204 Сегодня мы почти уверены в том, что комплексы де-факто являются отщепленными психическими составляющими. Своим происхождением они зачастую обязаны так называемой травме, эмоциональному шоку или чему-то подобному, что отщепляет небольшую частицу психического. Естественно, одной из наиболее распространенных причин их появления служит моральный конфликт, по сути возникающий из-за явной невозможности подтверждения природной целостности субъекта. Такая невозможность предполагает непосредственное расщепление, независимо от того, известно об этом сознанию или нет. Любой комплекс, как правило, играет заметную роль в бессознательном, что, естественно, в той или иной степени гарантирует ему свободу действий. В определенных случаях его могущество в процессе ассимиляции становится особенно заметным, поскольку бессознательное помогает комплексам ассимилировать даже эго, в результате чего возникает мгновенное изменение личности, известное как отождествление с комплексом. В Средневековье этот феномен носил другое название – одержимость. Вероятно, никто не сочтет такое состояние безвредным, однако фактически не существует принципиальной разницы между оговоркой, вызванной комплексом, и страшнейшим богохульством: разница заключается лишь в степени его проявления. История языка дает нам бесчисленное множество подтверждений тому. Когда кто-нибудь испытывает сильный эмоциональный кризис, мы говорим: «Какой бес вселился в него сегодня?», «Он одержим бесом», «Она стала сущей ведьмой» и т. д. Используя эти довольно затертые метафоры, мы практически не задумываемся над их подлинным значением, хотя оно лежит на поверхности и отчетливо указывает на тот факт, что наивные или простодушные люди, в отличие от нас, не «психологизируют» комплексы, вызывающие нарушения, а рассматривают их как вполне самостоятельных существ, или как демонов. Впоследствии в ходе развития сознания возник интенсивный эго-комплекс, или эго-сознание, в результате чего комплексы лишились своей первоначальной автономии, по крайней мере, в проявлениях обыденной речи. Как правило, индивид говорит: «У меня есть комплекс», или же доктор успокаивающим голосом сообщает истеричному пациенту: «Ваша боль в действительности не существует, вы просто вообразили, что она вам досаждает». Страх перед болезнью, несомненно, порожден фантазией пациента, так что любой постарается убедить его, что он сам ввел себя в заблуждение.

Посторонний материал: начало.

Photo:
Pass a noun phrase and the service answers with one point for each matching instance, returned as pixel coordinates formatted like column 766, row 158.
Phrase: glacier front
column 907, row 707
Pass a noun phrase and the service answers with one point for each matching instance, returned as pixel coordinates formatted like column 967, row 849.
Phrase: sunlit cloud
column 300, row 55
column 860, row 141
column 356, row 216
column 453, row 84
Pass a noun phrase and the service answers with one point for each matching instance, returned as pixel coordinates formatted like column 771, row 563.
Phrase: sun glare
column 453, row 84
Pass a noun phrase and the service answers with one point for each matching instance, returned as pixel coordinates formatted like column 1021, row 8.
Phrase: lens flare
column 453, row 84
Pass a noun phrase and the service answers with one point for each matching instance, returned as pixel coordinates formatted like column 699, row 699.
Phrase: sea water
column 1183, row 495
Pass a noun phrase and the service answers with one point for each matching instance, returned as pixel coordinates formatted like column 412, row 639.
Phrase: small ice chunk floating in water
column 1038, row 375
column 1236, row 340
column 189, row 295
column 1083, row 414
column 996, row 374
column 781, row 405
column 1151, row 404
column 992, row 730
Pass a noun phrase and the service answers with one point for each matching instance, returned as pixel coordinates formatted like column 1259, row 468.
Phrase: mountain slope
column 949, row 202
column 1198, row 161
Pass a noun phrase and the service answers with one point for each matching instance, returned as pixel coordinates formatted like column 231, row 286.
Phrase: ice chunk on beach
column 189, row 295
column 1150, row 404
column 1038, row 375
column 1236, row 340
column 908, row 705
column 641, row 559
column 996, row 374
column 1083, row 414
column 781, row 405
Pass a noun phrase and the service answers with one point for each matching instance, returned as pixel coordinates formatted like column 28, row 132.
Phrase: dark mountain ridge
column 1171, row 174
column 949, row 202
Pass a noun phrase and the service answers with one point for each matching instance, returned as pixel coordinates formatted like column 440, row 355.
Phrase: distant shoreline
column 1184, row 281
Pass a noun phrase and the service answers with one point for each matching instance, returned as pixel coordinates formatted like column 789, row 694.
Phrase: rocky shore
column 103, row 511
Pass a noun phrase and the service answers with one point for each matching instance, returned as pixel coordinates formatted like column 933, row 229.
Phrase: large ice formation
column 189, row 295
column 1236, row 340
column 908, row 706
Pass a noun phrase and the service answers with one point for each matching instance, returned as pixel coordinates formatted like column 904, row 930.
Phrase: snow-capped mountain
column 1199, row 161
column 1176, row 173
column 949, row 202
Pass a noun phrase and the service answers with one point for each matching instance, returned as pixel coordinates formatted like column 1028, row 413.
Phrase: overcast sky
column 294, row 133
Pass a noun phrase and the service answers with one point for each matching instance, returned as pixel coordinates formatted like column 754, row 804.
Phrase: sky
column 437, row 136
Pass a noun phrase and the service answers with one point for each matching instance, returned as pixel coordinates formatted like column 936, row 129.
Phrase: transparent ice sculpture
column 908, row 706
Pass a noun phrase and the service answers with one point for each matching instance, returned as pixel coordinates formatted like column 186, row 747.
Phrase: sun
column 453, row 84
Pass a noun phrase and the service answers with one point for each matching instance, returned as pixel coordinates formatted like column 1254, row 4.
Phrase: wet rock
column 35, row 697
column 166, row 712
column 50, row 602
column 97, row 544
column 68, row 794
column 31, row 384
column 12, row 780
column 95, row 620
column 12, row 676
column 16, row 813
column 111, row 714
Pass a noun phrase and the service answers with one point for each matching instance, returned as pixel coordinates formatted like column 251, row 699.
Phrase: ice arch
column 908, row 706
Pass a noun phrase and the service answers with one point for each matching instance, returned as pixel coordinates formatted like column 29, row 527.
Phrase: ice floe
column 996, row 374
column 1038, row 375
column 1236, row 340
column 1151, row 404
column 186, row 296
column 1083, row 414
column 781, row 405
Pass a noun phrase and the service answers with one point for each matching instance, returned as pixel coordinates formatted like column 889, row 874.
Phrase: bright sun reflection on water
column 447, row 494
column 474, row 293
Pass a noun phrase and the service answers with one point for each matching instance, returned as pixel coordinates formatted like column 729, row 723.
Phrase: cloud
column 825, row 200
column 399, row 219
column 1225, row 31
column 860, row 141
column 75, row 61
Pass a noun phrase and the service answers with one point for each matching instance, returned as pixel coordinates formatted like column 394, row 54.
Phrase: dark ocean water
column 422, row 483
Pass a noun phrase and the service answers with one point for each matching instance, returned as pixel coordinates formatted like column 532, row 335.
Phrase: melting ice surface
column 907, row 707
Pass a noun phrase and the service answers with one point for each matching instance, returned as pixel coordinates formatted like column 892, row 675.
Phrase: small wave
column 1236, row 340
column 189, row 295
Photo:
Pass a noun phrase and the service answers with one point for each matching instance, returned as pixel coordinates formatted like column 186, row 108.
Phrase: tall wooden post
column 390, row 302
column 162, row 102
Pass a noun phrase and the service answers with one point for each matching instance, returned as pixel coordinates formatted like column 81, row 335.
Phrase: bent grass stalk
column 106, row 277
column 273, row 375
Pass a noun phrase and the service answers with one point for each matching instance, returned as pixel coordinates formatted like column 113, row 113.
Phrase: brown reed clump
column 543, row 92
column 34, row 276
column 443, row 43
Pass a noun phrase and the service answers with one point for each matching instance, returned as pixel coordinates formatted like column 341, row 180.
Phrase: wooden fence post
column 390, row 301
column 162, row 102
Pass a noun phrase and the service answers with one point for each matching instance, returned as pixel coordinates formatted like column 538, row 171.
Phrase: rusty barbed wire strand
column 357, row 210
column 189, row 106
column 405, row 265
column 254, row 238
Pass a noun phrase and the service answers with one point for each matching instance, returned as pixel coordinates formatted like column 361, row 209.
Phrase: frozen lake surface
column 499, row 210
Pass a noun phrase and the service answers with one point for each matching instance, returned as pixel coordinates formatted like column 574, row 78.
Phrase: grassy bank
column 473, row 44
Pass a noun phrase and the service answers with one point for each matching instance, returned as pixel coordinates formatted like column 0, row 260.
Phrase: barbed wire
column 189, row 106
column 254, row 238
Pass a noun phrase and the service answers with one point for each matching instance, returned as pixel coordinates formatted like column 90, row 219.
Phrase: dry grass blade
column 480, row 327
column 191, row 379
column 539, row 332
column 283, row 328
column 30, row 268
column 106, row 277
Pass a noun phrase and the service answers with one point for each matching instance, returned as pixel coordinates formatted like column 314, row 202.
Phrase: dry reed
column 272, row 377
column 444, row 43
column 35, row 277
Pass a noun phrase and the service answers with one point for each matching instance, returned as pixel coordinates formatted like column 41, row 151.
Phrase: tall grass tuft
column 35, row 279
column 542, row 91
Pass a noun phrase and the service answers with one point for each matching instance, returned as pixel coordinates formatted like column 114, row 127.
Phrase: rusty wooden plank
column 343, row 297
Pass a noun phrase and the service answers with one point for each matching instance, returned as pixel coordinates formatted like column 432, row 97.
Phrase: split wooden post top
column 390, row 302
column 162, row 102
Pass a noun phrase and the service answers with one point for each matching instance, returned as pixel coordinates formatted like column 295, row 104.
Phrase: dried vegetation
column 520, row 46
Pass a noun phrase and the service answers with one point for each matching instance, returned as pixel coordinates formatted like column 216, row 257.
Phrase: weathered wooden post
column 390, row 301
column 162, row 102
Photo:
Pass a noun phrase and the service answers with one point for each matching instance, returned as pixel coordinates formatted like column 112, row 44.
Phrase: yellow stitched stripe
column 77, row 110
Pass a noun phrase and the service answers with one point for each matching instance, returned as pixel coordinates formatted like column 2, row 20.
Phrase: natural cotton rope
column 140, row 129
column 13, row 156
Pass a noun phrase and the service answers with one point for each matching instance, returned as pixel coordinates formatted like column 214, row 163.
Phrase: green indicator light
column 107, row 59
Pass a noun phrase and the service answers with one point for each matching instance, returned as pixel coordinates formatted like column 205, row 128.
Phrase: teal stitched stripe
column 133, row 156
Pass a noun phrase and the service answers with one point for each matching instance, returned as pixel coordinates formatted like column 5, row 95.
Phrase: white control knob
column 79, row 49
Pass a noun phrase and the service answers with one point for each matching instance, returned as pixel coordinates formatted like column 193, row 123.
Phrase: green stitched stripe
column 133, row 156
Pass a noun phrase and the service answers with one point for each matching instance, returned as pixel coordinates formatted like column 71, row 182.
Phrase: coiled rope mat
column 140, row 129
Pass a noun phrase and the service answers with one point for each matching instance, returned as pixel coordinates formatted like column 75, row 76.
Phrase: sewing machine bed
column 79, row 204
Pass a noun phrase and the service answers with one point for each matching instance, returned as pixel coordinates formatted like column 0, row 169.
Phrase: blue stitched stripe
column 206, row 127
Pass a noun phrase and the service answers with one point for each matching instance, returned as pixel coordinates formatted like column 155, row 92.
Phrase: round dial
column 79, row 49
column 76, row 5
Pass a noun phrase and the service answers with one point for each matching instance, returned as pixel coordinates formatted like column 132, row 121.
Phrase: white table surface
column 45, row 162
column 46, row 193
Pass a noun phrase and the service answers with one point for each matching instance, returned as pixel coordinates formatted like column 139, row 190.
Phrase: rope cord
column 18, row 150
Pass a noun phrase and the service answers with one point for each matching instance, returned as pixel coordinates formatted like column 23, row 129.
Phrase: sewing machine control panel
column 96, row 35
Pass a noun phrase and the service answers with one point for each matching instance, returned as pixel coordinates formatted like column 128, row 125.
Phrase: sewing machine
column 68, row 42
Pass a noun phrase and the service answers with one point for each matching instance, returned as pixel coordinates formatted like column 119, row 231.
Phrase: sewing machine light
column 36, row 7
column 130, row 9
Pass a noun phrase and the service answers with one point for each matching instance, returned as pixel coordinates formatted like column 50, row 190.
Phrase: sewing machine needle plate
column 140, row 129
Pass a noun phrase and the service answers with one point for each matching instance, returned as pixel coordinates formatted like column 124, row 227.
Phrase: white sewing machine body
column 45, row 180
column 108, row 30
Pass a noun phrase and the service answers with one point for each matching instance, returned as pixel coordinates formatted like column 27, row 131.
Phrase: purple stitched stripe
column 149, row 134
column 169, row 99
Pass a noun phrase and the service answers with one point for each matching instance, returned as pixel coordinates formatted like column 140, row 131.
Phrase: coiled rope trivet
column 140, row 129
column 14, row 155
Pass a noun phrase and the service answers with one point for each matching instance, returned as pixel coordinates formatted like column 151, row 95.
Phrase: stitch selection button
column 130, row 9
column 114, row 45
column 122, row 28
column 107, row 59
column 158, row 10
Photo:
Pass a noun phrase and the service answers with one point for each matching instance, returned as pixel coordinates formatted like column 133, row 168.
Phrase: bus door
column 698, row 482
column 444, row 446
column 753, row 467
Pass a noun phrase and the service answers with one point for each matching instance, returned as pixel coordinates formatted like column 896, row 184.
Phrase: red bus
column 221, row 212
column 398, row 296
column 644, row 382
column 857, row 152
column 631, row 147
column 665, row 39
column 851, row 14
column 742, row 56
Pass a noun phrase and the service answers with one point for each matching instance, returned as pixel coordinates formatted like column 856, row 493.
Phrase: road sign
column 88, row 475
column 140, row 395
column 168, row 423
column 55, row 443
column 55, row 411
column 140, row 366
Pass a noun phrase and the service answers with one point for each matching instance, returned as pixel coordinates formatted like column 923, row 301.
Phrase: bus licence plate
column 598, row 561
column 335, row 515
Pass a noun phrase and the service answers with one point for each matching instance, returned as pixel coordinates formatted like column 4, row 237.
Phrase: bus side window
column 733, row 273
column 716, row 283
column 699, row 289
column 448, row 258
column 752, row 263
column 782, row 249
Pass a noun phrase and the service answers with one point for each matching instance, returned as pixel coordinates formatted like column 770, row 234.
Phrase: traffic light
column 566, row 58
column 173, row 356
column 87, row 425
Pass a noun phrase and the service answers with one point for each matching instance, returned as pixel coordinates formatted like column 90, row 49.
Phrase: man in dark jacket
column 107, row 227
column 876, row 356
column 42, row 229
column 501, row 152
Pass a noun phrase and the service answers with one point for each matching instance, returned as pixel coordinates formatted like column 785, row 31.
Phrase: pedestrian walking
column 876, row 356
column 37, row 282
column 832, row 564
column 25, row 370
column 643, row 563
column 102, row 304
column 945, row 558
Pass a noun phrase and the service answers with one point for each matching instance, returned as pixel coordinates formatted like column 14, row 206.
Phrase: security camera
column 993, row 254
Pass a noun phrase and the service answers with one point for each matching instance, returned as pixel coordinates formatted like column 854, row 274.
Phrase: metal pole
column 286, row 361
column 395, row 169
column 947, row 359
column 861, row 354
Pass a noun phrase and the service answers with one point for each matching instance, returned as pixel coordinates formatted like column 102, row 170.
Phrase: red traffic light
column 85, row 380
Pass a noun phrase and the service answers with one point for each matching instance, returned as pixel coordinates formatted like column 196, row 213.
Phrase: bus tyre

205 Нетрудно заметить, что современное решение проблемы, как правило, строится на основании предположения, что комплекс создан, или «придуман», пациентом и что он не существовал бы вовсе, если бы пациент не приложил усилия к его претворению в жизнь. Однако в последнее время было установлено, что комплексы обладают значительной степенью автономности, вследствие чего не имеющие органической подоплеки, но «воображаемые» боли так же сильны, как и настоящие, и что страх заболевания не имеет ни малейшей тенденции к исчезновению, даже если сам пациент и его доктор в процессе общения сойдутся на мысли, что это не более чем плод «воображения».